· 

ノートPC/スマートフォンのバッテリー寿命を延ばすには? その1

松田 幸裕 記


先日、ノートPCとスマートフォンを買い換えました。

買い換えたとき、「このデバイスのバッテリーはより長持ちさせたいな」と思うのは、私だけではないはず。でも、バッテリーを長持ちさせる方法は、なんとなくわかっているようでわかっていない人が多いのではないでしょうか。

本投稿では、今まで「多分こうだろう」と思っていた先入観をいったんクリアして、自身でいろいろと調べたことを整理してみたいと思います。

節約すれば寿命は延びる

まずは当たり前と思える部分から始めます。リチウムイオンバッテリーの寿命は数百回と言われていますが、この「1回」の定義は「残量を0%から100%にする(100%分充電する)」であり、例えば「30%から80%にする(50%分充電する)」を2回行った場合も「50%×2回=100%」となるため、2回ですが1回とカウントします。

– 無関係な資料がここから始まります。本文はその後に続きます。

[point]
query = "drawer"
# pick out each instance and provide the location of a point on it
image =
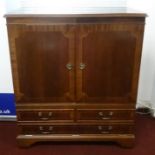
(46, 115)
(77, 129)
(100, 115)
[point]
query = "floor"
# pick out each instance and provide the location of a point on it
(145, 143)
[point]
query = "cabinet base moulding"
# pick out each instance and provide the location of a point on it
(124, 140)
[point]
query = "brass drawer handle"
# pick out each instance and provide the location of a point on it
(69, 66)
(101, 114)
(44, 118)
(105, 130)
(50, 129)
(82, 66)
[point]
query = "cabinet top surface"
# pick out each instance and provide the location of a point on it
(76, 12)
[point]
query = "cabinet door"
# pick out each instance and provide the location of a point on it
(107, 62)
(42, 59)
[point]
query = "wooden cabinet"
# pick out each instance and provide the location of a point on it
(75, 75)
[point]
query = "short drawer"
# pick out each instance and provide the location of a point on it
(77, 129)
(100, 115)
(46, 115)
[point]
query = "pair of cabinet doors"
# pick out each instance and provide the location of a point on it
(74, 63)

このことを考えると、当然ながら「使わなければ寿命は延びる」となるため、例えば「使っていない時間はPCをシャットダウンする」、「不要なアプリケーションをバックグラウンドで起動したままにしない」などの対策はバッテリーを長持ちさせることにつながると考えられます。

フル充電の状態、残量ゼロの状態のいずれも避ける

これも、よく情報としては目にしますよね。フル充電の状態、残量ゼロの状態のいずれも、バッテリーに負荷を与え寿命を短します。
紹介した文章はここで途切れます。